The defendant usually waives the right of appeal as part of the plea bargain. A non-negotiated guilty or open plea is a less commonly used form of plea-bargaining. In an open plea, a defendant pleads guilty to a criminal charge without an agreement with the prosecutor regarding what punishment the prosecutor will recommend. Here, the judge will assess the sentence unless the defendant specifically requests that a jury do so. The defendant retains the right to appeal the sentence but typically waives any appeal of matters occurring before the entry of the guilty plea.

Trial or Plea?

Why should a defendant enter into a plea bargain? An excellent criminal defense attorney invariably asks two fundamental questions after thoroughly reviewing a case: 1) Can I help my client beat these charges? and 2) If I cannot help my client beat these charges, how can I help them get the best result possible? 

While trials can be exciting, helping clients get the best results possible when the defense cannot win a trial is essential.
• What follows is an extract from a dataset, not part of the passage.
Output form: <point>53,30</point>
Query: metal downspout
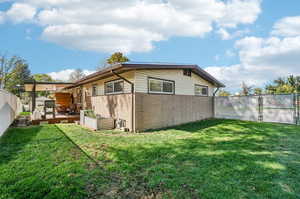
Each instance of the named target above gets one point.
<point>214,95</point>
<point>132,96</point>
This type of situation is where plea bargaining often comes into play. Because attorneys cannot win every trial, a criminal defense attorney must also be a good negotiator. Under Texas law, many criminal charges present possible punishment ranging from probation to ninety-nine years or life in prison. When faced with broad possible punishment ranges and criminal charges that may likely result in a conviction, a good negotiator may mean the difference between probation and a lengthy prison sentence.